Le gouverneur de Géorgie, Herman E. Talmadge, aimait se présenter comme un champion de l’éducation qui avait construit des centaines de nouvelles écoles, dont beaucoup pour les enfants noirs. Cependant, en ce qui concerne l'intégration, Talmadge a déclaré qu'il préférerait mettre fin à l'enseignement public en Géorgie plutôt que de permettre aux enfants noirs d'aller à l'école avec des enfants blancs.
« Il n'y a qu'une seule solution au cas où la ségrégation serait interdite par la Cour suprême », déclarait Talmadge le 18 décembre 1952, anticipant la manière dont les juges statueraient dans l'affaire Brown contre Board of Education. "Et c'est l'abolition du système scolaire public."
Talmadge n’était pas une exception. "Le mélange des races dans les écoles marquera le début de la fin de la civilisation telle que nous la connaissons", a déclaré le gouverneur de Caroline du Sud, James F. Brynes, démocrate du New Deal et ancien secrétaire d'État américain, à un groupe d'enseignants blancs en 1954. Défendre cette civilisation est tombée aux mains des sudistes, a-t-il déclaré.

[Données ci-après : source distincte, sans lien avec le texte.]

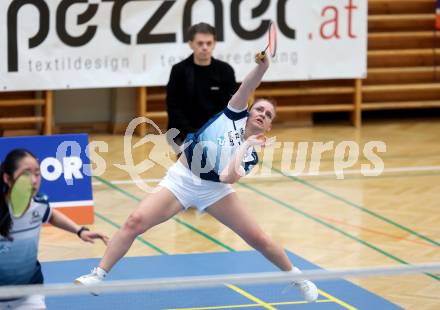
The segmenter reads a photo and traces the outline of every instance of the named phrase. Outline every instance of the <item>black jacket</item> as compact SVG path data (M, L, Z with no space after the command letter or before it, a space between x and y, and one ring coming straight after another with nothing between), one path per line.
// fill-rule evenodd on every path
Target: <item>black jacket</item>
M195 74L200 68L208 74L196 85ZM188 133L197 131L223 110L236 90L234 69L226 62L212 58L209 68L200 67L191 55L175 64L167 84L168 129L179 129L177 141L183 141Z

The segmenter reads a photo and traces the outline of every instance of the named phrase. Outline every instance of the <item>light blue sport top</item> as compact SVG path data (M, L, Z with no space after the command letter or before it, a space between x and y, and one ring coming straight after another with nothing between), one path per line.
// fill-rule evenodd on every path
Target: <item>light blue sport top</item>
M12 218L12 241L0 236L0 285L43 283L37 260L41 224L51 216L48 197L37 194L23 217Z
M248 115L247 109L235 112L227 106L197 132L187 135L184 145L189 145L184 152L195 175L220 182L220 173L244 141ZM245 173L248 174L257 163L257 153L250 148L241 164Z

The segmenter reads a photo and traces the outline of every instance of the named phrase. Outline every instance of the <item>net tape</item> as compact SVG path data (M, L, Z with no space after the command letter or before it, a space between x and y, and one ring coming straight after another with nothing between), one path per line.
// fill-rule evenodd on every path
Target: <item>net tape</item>
M94 286L66 284L19 285L0 287L0 299L18 298L29 295L65 296L102 293L124 293L138 291L177 290L189 288L218 287L225 284L268 284L289 283L296 280L330 280L372 276L391 276L440 271L440 263L414 264L404 266L381 266L362 269L310 270L302 274L287 272L265 272L195 276L180 278L155 278L143 280L108 281Z

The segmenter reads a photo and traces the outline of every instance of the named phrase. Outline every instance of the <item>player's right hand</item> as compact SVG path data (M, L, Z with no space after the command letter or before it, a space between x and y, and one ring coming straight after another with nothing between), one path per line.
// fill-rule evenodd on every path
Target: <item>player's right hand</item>
M267 54L264 52L259 52L255 55L255 62L257 64L269 64L269 57L267 57Z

La pierre angulaire de cette « civilisation » était le système rigide de castes raciales du Sud, rendu possible et appliqué par la ségrégation imposée par l’État qui avait relégué des générations d’enfants noirs dans des écoles largement sous-financées et mal équipées – et dans certains endroits, avait même refusé à ces enfants l’accès au lycée.
Le 17 mai 1954, la Cour suprême a invalidé la ségrégation raciale dans les écoles publiques, statuant à l’unanimité dans l’affaire Brown, selon laquelle l’éducation séparée pour les enfants blancs et noirs était « intrinsèquement inégale » et inconstitutionnelle. Largement considéré comme le début du démantèlement du système Jim Crow, Brown a galvanisé les leaders des droits civiques et mis en colère les sudistes ségrégationnistes.

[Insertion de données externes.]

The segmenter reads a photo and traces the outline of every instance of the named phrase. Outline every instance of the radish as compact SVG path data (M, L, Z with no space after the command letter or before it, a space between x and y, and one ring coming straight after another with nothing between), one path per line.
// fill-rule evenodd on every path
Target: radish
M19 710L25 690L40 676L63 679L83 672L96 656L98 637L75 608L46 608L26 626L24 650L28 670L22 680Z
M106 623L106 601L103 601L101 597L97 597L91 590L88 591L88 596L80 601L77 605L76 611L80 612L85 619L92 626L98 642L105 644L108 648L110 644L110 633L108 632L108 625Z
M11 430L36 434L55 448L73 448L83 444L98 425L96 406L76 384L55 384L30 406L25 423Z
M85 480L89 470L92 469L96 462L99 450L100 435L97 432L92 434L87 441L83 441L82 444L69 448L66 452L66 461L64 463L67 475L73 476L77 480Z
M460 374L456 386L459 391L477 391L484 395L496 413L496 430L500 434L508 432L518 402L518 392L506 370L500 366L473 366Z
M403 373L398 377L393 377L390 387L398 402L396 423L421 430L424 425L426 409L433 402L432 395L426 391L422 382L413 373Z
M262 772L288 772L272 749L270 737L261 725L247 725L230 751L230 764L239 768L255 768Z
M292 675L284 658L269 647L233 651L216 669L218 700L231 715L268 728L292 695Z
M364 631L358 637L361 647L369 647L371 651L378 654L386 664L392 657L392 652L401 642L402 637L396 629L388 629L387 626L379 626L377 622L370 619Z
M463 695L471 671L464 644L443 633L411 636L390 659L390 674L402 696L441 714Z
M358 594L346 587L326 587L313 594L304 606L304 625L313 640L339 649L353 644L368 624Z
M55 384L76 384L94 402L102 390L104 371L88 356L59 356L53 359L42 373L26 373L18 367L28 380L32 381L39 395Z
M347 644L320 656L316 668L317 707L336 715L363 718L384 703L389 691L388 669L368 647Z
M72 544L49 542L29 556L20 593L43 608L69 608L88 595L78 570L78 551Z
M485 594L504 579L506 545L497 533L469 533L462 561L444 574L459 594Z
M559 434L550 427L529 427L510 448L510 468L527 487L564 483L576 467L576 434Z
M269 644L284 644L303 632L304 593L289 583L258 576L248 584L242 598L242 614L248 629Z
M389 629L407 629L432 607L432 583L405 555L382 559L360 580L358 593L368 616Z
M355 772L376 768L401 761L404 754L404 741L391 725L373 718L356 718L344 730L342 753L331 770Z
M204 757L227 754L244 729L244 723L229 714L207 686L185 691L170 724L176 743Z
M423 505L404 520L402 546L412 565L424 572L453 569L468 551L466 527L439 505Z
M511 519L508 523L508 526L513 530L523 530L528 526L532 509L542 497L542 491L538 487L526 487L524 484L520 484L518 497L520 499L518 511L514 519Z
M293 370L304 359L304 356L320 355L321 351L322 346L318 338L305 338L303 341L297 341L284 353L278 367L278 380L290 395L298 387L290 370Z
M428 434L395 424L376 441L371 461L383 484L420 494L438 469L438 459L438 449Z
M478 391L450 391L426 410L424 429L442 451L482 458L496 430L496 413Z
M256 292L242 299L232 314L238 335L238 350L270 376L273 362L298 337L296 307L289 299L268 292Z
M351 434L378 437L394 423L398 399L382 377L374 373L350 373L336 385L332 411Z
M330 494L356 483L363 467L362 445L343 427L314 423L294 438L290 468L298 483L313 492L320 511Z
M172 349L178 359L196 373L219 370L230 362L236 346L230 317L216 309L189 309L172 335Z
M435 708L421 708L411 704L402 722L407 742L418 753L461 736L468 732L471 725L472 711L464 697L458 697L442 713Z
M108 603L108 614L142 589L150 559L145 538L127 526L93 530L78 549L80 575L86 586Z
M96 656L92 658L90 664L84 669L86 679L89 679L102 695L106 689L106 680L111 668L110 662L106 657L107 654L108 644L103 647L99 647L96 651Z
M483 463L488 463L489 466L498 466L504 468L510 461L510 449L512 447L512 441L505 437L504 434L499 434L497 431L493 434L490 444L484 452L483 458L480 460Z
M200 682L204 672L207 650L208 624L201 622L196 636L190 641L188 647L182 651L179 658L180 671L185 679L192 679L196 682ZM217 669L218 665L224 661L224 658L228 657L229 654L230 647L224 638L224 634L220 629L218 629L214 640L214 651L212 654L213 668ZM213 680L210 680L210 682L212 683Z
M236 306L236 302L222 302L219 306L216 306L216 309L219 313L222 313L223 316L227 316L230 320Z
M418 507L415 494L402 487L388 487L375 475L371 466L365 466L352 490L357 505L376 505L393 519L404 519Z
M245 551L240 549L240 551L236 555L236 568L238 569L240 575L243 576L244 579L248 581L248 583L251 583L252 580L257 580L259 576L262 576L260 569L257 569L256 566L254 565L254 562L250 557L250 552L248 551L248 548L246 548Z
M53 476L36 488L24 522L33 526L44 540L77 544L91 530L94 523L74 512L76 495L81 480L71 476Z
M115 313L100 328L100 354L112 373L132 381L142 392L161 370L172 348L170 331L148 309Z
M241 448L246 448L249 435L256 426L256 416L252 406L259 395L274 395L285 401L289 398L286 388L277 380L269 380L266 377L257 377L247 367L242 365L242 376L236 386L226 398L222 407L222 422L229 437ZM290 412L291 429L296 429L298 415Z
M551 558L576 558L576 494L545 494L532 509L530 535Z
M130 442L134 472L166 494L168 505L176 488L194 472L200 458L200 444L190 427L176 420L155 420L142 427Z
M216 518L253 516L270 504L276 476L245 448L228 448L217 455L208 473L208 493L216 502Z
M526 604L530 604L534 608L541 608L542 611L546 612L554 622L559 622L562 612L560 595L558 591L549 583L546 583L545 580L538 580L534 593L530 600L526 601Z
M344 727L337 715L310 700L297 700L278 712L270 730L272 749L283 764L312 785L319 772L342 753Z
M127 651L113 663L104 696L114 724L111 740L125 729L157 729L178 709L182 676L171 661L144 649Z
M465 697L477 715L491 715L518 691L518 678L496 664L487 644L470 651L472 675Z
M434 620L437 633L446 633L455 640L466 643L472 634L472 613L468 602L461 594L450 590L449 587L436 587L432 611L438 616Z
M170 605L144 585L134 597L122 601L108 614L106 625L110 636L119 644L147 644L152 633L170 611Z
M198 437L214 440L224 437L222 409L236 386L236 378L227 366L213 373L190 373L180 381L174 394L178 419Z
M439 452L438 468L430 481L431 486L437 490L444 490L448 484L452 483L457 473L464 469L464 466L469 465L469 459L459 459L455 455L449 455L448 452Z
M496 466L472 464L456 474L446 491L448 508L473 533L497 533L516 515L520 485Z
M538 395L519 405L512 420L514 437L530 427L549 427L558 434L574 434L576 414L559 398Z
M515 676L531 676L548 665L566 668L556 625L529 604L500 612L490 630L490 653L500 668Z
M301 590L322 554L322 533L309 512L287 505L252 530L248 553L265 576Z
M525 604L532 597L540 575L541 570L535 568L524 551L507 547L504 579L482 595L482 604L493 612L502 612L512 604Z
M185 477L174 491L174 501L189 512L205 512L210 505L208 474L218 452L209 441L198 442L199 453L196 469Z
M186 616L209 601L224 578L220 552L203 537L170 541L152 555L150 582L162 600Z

Un an plus tard, dans une décision connue sous le nom de Brown II, la Cour suprême a opté pour une approche progressive, estimant que l’intégration scolaire devait « se dérouler à toute vitesse délibérée ».
Le flou de l’ordre a cependant enhardi les ségrégationnistes du Sud. Les avocats de la NAACP ont été contraints d’intenter des centaines de poursuites au cours des deux décennies suivantes en réponse aux efforts généralisés visant à échapper à la décision de la Cour suprême.
Même avant l’annonce de Brown II, les électeurs de Géorgie, de Caroline du Sud et du Mississippi avaient approuvé des amendements constitutionnels autorisant leurs législatures à abolir l’enseignement public s’ils recevaient l’ordre de s’intégrer.
Du Grand Sud s’étendant vers le nord jusqu’en Virginie, l’opposition à l’intégration scolaire ...
[Courte citation de 8% de l'article original]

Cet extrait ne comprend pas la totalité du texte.